The girl remembered staring at the purple stain throughout the argument that night. The screaming had continued for hours, and when the girl closed her eyes, all she could see was a great purple dot in front of her lids.
She had been used to scenes like that night. It was only when she heard the sound of the car door slamming and high-pitched screaming of their speeding vehicle screech out of driveway and fade down the street, did she know that it was the last time she’d hear the two fight in their kitchen again.
Still staring out the window into the dark-turning-into-day light, she thought about how she had kept her eyes closed and unmoving that evening, even when the shadow of her father stood in her doorway watching what he thought was his sleeping daughter.
The snow raged against the thawing window outside. Her eyes focused on the snow that slowly formed a flower wallpaper pattern that had covered her bedroom walls – it was a bud that resembled something between a lily of the Nile and a lilac.

Cora stared at the purple wallpaper on the wall next to her bed, thinking about dinner until her father came in to say goodnight. He sat on the corner of her bed.
“Now I lay me down to sleep, I pray the Lord my soul to keep. If I die before I wake, I pray the Lord my soul to take,” they recited together – their evening routine.
She held her father’s hand and played with a gold ring on his left hand.
“Does mom know about Amy,” she asked. The ring was warm and the skin on his finger prohibited the ring from twisting in her fingers. He inhaled deeply.
“I told you baby, we’re just friends.”
Under her arm was a stuffed rabbit – “bun bun” – and she coiled its ears around her free hand’s fingers. She watched the man look down at the ring.
“Do you think she would care,” she asked.
“Care if Amy and I were friends,” he asked with a laugh.
“Yeah,” Cora paused and looked out the window into the storm. “If you two became friends.”
He pulled the covers up to her chin and leaned down and kissed her on the forehead.
“No I do not,” he paused, “I don’t think she’d notice, let alone care.”
He pulled away his hand and twisted at the ring, which firmly stayed in place.
“Good night Cora belle. I love you,” he said. He went to stand up, but stopped suddenly. “I will always love you, honey. Whatever happens, I’ll always be here.”
She closed her eyes and imagined the blizzard outside spilling into the room – she could feel the icy pin pricks fall from the ceiling, surrounding the two in a forested flurry.
Cora closed her eyes imagined that her father hadn’t stood up and moved away from her bed. That he wasn’t closing the door almost shut, letting a stream of light from the hallway into the dark room. That he didn’t say, “See ya later, alligator,” from down the hallway.
That she would’ve replied, “After awhile, crocodile.”

“Yes Barbra… yes. We’re going home right now…no the weather is clearing up…all right. Ok, I will tell your daughter. Yes. Goodbye.” The stepmother put the phone on the dashboard. “Your mother says she loves you.”

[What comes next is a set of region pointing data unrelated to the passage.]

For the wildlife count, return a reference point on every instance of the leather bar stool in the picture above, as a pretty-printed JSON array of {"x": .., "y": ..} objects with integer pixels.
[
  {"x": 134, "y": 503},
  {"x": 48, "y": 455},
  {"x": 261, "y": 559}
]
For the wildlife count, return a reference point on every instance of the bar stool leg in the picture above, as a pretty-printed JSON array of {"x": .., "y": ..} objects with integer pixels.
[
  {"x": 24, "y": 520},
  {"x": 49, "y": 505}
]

The car moved slowly along the iced pavement and deeper into the blizzard. Great trees lined the road.
“Life isn’t fair, Cora. But we will get through this,” she said. “I know you don’t want to hear it, but I am your family and we’ll get through this.” Her voice was trembling with strain; straining to keep calm and not fall to pieces.

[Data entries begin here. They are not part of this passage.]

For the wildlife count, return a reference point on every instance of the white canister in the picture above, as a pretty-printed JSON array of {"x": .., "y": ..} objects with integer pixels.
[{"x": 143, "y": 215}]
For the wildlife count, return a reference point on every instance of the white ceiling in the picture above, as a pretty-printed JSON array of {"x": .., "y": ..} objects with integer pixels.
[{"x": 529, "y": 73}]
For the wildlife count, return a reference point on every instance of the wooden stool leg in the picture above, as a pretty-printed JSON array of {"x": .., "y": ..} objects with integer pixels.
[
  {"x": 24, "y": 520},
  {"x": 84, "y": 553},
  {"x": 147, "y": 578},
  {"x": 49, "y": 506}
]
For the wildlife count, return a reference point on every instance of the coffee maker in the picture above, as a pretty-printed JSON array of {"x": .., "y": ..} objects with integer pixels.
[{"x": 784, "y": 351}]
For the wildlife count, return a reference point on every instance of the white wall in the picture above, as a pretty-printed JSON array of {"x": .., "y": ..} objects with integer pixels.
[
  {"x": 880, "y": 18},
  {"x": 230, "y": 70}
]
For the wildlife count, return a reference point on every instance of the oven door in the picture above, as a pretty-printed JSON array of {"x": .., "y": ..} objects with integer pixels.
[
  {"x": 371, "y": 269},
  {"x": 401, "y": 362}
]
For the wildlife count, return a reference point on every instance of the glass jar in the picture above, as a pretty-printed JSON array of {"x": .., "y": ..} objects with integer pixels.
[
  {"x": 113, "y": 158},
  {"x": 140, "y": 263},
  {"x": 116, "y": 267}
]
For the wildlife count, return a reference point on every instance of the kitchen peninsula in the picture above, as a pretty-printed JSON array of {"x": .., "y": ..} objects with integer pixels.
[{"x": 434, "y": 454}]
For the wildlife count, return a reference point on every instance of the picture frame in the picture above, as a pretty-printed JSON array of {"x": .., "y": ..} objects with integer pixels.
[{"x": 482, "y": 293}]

Cora looked out the window, into the storm: maybe she should run away, she thought. Just unsnap her buckle and jump out like that; the snow would break her fall. It would be so easy, she thought, the stepmother wouldn’t have a chance to find the girl because she’d run into the woods and snow, and blend; she’d be buried. Turn into a slab of ice, even.

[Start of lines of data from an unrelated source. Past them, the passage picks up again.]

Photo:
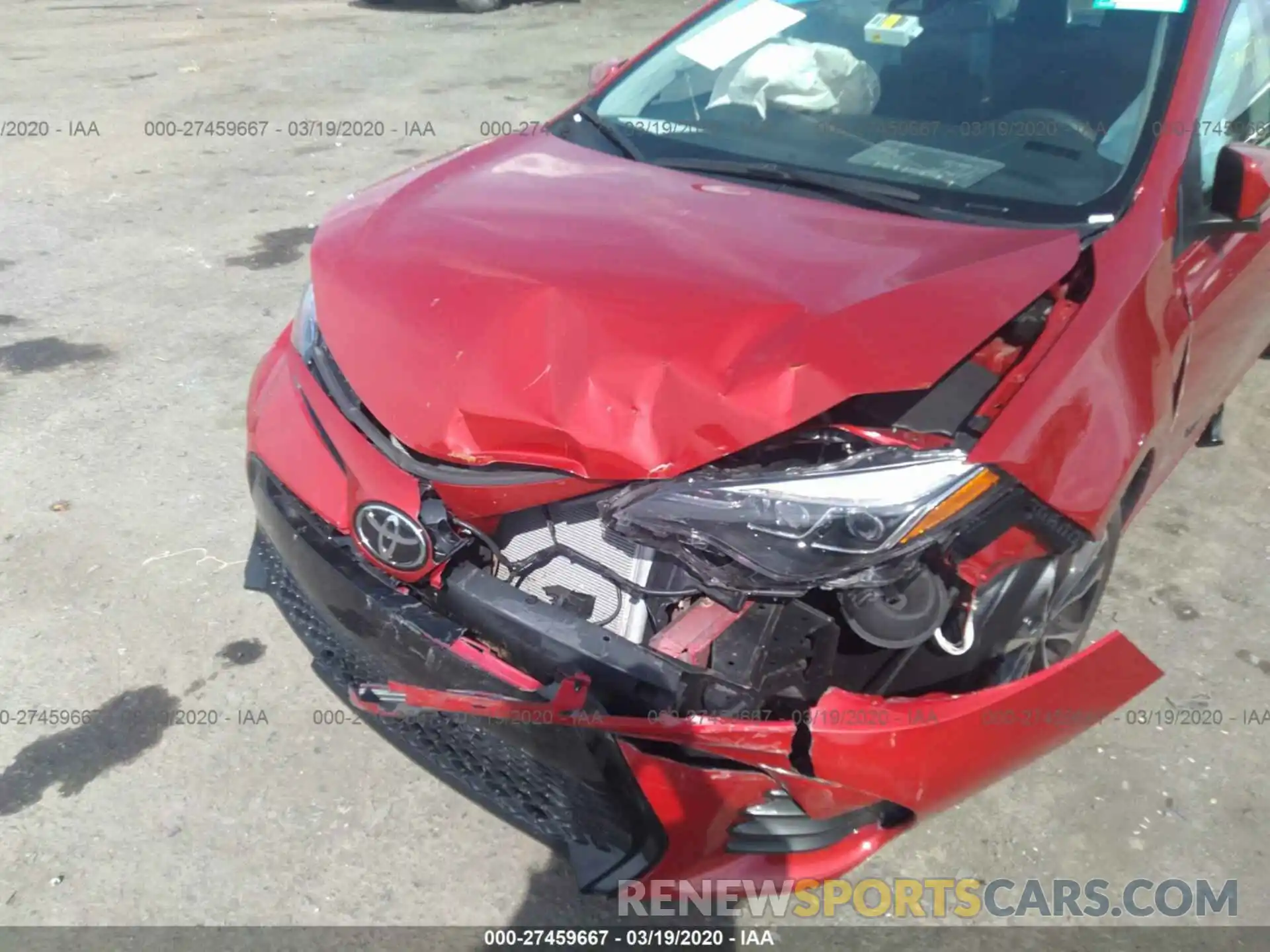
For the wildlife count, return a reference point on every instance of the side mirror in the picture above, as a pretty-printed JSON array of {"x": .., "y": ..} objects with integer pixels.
[
  {"x": 1241, "y": 190},
  {"x": 603, "y": 71}
]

She’d be there with her father. They’d cut down trees on the cusp of winter again and say bedtime prayers forever. Rings would be removable and cigarette smoke would turn into exhales of cold breath; it would blend into snow.
She considered the idea for a moment, and then realized that her plan was flawed: one day the storm would die down and she’d be seen again; she’d have to eventually thaw.
And there she’d be, alone in the forest.